Left without an obvious next head of state, Poland took it upon itself to elect one. Thus began the First Republic of Poland which survived until the final partition of 1795. An apparent advance on one level, the Sejm cost Poland on others. In theory, the enfranchised nobility represented 10% of Poland's population, but in practice, a powerful few controlled them all. Those few solidified their power by weakening the king's, leaving the strength of the elected position dependent upon the individual that held it. If they didn't want a strong king, they didn't elect one.

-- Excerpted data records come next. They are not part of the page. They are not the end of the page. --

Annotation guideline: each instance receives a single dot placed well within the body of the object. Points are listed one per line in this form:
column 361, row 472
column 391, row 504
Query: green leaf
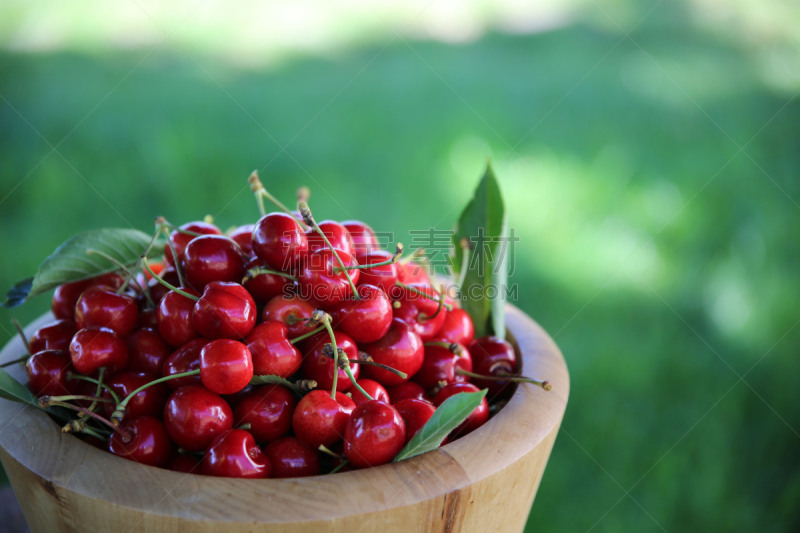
column 482, row 224
column 11, row 389
column 448, row 416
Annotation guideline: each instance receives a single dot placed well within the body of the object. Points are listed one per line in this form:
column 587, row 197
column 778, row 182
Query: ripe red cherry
column 374, row 434
column 226, row 366
column 319, row 280
column 92, row 348
column 366, row 319
column 401, row 348
column 194, row 416
column 268, row 410
column 319, row 419
column 226, row 310
column 47, row 373
column 235, row 454
column 271, row 350
column 280, row 241
column 174, row 317
column 102, row 307
column 180, row 240
column 53, row 336
column 142, row 439
column 337, row 235
column 415, row 414
column 291, row 457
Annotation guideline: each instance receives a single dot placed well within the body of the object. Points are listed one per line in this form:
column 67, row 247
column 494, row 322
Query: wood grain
column 485, row 481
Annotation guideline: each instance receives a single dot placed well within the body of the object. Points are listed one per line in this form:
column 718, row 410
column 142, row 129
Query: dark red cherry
column 271, row 350
column 194, row 416
column 401, row 348
column 226, row 366
column 226, row 310
column 268, row 409
column 53, row 336
column 280, row 241
column 374, row 434
column 142, row 439
column 291, row 457
column 92, row 348
column 212, row 258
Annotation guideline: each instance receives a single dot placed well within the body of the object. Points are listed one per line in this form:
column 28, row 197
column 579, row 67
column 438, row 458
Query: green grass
column 652, row 182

The Republic also ensured that the feudal state survived, and it kept capitalism captive in the mostly German and Jewish dominated cities. Self-interested nobles failed to raise the taxes to support a standing army, and the advances achieved under the Jagiellonian dynasty quickly crumbled away. In the mid-17th century, Poland was invaded and pillaged by Sweden. The resulting war devastated the country and the people.
But for a brief time afterwards, Poland re-emerged under the reign of Jan III Sobieski, most noted for his decisive role in the Battle of Vienna. In 1683, the Ottoman Empire had advanced northward, eventually laying siege to Vienna. Considered unbeatable at the time, a Christian
Europe was given up for lost until Sobieski showed on the scene. Saving the Austrian Empire cost Sobieski on another front; the Prussians took advantage of the battle-wearied Poland, which barely resisted.

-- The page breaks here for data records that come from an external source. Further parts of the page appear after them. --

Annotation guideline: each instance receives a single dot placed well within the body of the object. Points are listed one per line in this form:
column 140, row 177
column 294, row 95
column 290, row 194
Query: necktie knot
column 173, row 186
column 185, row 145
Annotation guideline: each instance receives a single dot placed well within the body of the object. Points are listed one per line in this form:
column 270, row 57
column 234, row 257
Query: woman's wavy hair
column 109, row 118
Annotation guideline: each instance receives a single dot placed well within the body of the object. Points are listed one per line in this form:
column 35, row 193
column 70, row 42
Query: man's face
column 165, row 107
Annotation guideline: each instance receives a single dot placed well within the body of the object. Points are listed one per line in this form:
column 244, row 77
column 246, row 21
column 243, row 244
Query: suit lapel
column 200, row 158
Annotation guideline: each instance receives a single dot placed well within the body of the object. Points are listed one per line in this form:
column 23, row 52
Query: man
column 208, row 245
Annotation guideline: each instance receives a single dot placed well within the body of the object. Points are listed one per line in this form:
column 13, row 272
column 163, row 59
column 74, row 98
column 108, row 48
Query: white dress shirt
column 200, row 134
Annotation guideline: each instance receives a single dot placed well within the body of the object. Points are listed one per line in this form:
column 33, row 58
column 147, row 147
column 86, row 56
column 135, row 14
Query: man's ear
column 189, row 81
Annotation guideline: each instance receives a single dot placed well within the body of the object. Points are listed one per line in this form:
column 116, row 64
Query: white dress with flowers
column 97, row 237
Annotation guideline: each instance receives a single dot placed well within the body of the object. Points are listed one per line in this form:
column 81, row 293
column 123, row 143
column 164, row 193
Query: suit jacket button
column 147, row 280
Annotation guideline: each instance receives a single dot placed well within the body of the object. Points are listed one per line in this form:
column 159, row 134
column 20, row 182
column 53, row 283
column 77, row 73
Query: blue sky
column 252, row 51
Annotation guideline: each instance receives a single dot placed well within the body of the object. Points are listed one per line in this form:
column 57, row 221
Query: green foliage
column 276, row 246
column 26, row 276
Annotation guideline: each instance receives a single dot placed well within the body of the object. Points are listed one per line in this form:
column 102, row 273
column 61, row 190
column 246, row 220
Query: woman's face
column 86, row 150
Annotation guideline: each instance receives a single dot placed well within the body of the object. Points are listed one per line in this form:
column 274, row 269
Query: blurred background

Also under the First Republic, Sejm members began to misuse one of their most serious privileges: the right of veto. Assuming that an elected body acted according to the wishes of the people, all decisions were to be unanimous. This meant that any member could veto an act of the Sejm, voiding it for good. The first time such a veto was used, in 1652, the dissenting deputy left and the session ended without final approval of any legislation. An idea with the best of intentions in practice led to the downfall and eventual loss of the country itself.
With Sejm business at the mercy of any self-interested member, the resulting fragmented power base left an opening for the land-hungry empires of Prussia-Germany, Austria-Hungary, and Russia.

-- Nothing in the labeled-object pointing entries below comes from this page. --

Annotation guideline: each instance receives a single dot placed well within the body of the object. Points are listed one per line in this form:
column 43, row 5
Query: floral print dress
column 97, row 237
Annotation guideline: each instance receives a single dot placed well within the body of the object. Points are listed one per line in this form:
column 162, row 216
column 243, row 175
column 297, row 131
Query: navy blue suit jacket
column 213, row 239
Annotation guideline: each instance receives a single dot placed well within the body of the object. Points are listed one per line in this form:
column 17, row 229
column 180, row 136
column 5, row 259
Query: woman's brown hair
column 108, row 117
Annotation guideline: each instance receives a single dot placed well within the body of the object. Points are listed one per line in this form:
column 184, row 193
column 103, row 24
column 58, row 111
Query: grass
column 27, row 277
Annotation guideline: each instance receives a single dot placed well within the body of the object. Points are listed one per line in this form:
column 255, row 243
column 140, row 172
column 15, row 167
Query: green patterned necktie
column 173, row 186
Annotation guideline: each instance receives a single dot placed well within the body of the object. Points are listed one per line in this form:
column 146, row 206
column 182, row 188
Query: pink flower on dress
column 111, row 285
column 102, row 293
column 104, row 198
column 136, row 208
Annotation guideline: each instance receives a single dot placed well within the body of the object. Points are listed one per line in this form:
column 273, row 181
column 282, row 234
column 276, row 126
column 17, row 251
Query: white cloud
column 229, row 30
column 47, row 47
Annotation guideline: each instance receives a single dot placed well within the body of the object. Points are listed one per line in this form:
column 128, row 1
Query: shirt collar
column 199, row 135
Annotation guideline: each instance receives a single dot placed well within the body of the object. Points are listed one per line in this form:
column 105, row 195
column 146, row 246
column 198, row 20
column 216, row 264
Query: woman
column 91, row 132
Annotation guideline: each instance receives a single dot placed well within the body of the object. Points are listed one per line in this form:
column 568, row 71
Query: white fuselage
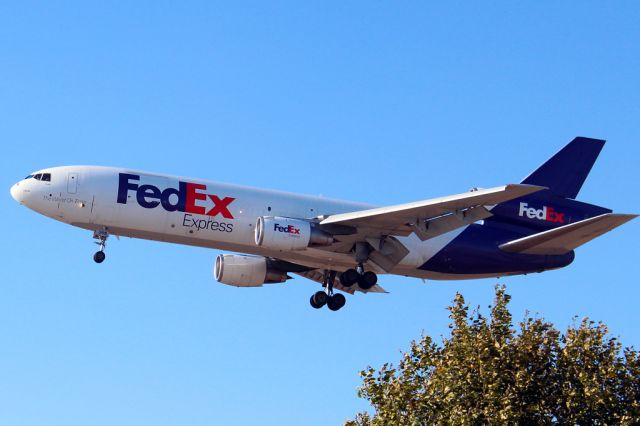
column 197, row 212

Each in their own time began to chip away at the unity of Poland, buying a vote here and there, and eventually bought enough to bring governance to a standstill. By the time Poles woke up, it was a bit too late. The first partition of Poland took place in 1772 when Russia realized it would be easier to cede land to Austria and Prussia than fight for it. The shock did Poland some good, and in the next twenty years a mini-Renaissance briefly revived the country and culminated in the first Constitution in Europe in 1791.
But the neighboring powers were not satisfied with their initial land grabs, so in 1793 and 1795 they finished what they started and Poland as a political and geographic entity ceased to exist. It was not to emerge again until the end of World War I.